On piano I was no prodigy; I found that I liked playing the piano but didn’t much care for the pieces my teachers gave me to work on; they seemed insipid and boring. I also found that I enjoyed improvising and making up stuff, but it was nothing extraordinary; Mozart I wasn’t. This state of affairs continued until I was 15, when I simultaneously discovered jazz and my piano teacher finally had me work on J.S. Bach’s Inventions. In jazz I found a way to pursue my delight in improvising in a disciplined and focused manner. When I encountered Bach’s Inventions, I realized right away that this was teacher-assigned music that was not fluff, that was serious in a way that really appealed to me. To this day, I usually include something by Bach in my practice routine. I’m not a classical performer, but Bach remains an inexhaustible source of musical enlightenment.
In 1951 I entered St. John’s College (Annapolis, MD) where I discovered a talent for small-scale composition (songs and incidental music for student plays and scores for two full-length original musical theater productions). After leaving St John’s I spent two years at the University of Connecticut as a graduate instructor in English and left with an MA degree in English. At UConn I also became for the first time a gigging musician, performing frequently at weekend fraternity parties playing (pre-rock) dance and party music. After that I lived in New York City attending New York University as a PhD candidate, but by 1959 I realized I was through with academia; I wanted to play. At the urging of a friend I moved to Chicago and soon found myself playing weekend gigs in small clubs.
In Chicago, I had two major musical breaks. I was approached by Clarence Eugene (“Gene”) Shaw, an accomplished jazz trumpet player and composer, who invited me to join the five-piece group he was assembling to record for the Argo label (a part of the Chess brothers’ musical empire). I contributed three original pieces to two recording sessions under Gene’s leadership. After the first session I was invited to work at Chess as a musical assistant in Chess’s rhythm and blues wing, rehearsing vocal groups and solo singers, occasionally writing arrangements, and sometimes playing piano or organ on recording sessions. I guess I reached some sort of peak when I could turn on the radio and hear myself playing on a jazz station and then on an r&b station. That didn’t last long.

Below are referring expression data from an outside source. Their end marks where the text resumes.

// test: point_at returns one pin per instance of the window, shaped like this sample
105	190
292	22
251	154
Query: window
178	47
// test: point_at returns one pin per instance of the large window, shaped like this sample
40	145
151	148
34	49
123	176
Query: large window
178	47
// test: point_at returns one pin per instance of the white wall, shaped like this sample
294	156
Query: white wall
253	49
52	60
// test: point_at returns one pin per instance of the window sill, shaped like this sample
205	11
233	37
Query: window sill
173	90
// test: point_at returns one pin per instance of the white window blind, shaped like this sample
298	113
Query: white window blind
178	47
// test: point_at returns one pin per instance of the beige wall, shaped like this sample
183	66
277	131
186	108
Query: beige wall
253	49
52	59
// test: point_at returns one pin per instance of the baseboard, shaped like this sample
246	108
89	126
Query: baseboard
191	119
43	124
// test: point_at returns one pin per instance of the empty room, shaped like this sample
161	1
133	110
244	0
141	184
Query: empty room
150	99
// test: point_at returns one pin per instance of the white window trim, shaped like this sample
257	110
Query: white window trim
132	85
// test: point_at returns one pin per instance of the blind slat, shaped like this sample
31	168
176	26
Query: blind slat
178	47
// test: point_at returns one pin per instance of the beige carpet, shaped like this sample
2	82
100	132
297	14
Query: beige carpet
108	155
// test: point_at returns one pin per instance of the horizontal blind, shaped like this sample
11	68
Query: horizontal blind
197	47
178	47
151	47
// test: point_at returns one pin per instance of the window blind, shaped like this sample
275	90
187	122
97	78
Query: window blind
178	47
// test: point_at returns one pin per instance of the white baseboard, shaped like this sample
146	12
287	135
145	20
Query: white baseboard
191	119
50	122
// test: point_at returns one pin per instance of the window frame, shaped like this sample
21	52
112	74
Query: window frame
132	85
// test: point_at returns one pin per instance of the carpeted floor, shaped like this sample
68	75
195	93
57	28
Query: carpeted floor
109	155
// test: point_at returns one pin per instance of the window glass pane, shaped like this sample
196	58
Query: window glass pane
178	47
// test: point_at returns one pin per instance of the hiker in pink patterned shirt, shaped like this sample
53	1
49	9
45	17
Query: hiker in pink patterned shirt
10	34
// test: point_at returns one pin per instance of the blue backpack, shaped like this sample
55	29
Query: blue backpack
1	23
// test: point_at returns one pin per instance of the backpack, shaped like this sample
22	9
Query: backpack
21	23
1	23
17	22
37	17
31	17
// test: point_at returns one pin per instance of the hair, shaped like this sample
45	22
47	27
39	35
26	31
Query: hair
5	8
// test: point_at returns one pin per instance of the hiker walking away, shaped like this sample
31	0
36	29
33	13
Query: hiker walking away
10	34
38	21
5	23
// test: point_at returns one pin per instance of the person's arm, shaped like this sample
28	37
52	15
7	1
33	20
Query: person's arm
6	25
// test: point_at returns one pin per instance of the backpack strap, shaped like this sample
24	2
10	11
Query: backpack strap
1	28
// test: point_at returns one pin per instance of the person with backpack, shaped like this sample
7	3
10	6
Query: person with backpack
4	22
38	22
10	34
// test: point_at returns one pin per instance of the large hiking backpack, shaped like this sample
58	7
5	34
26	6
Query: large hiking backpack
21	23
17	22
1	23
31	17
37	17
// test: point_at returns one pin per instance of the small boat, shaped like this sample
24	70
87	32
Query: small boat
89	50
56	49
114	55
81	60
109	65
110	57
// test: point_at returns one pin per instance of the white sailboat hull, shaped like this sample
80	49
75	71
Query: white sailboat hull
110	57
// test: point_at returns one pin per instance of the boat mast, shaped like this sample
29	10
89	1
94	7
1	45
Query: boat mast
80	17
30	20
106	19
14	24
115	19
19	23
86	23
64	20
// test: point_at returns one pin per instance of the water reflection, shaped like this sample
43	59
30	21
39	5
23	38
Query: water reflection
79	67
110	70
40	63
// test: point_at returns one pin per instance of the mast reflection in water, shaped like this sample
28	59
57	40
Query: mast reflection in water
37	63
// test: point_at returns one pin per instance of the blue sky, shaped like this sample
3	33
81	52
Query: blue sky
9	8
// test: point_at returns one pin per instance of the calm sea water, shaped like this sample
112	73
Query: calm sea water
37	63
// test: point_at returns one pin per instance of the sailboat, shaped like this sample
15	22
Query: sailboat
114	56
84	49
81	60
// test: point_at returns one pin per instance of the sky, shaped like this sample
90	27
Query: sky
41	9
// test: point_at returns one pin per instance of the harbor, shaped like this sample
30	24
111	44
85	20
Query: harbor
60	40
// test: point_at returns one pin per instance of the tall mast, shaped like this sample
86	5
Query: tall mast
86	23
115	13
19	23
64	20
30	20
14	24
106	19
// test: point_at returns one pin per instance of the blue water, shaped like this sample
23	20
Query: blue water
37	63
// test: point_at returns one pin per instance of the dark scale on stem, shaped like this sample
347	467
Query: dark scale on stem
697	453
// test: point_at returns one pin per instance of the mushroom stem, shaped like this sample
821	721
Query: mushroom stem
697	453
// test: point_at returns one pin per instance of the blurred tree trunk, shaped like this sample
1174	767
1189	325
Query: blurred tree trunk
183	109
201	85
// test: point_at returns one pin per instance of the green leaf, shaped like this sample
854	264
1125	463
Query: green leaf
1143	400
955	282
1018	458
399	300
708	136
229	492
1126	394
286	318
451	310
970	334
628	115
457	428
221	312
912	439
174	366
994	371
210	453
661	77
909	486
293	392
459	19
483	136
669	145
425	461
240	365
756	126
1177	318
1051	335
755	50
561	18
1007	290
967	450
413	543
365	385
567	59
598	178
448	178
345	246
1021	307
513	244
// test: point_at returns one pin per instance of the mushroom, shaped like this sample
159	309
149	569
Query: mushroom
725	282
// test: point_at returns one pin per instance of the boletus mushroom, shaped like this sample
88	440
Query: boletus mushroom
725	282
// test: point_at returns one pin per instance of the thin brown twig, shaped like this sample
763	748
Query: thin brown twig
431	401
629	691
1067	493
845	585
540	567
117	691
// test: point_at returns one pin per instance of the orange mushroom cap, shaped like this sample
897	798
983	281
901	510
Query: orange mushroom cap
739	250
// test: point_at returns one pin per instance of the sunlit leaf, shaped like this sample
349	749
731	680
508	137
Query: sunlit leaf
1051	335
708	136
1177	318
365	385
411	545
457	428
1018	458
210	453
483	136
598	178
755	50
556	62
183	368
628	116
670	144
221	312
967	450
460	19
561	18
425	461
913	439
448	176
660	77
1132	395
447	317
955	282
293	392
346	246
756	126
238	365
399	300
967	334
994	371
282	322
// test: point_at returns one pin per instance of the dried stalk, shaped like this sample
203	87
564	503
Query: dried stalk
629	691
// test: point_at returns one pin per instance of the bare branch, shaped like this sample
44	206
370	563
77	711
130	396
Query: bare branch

After the breakup of my first marriage and some organizational changes at Chess, I followed another friend’s invitation to settle in Dallas, where once again I was able rather quickly to start playing gigs, first in a hotel-style trio and later in a jazz trio, often playing my own original pieces. I was also studying piano with a well-respected teacher at Southern Methodist University, learning compositions by Brahms and Debussy. These showed me how limited my scope was as a pianist, and I began to expand on it. I left Dallas in a possibly ill-advised desire to be back in New York, but once I was back I found that NYC wasn’t like Chicago or Dallas; I found no entrée into the jazz world or even the commercial gigging scene. I supported myself by working as a sales clerk in record stores (this was the era of the LP).
Ultimately by the mid-1970s I began playing in Catskills resort hotels, principally the Concord (then flourishing, now long gone), which ultimately led to my becoming musical director at Rodney Dangerfield’s nightclub back in the city. During this time I met Nancy Rich, who was to become my second wife and musical partner. Nancy was an accomplished, well-trained singer and a gifted lyricist. We wrote many songs together but never found acceptance in the songwriting market. We had gigs together and separately, and we both came to realize that even though big-time fame and fortune weren’t in our destiny, we could take satisfaction in being working professionals, principally at weddings, anniversary parties, bar and bas mitzvahs, and finally at nursing homes, where audiences were appreciative and attentive. Nancy, I should add, died in June, 2015 of an extended illness, and I really miss her.
At 83, I find myself still enjoying playing and writing, and ten-plus years of playing mostly the standard American Songbook repertory in a Brooklyn restaurant have made me a much more capable pianist and performer. My age puts me in “one never knows” territory, but I hope to keep on doing what I do (playing and composing) and getting better at it. I also intend to keep the website constantly updated, adding new items and maybe dropping some that no longer seem to make the cut. I hope you find something to enjoy here.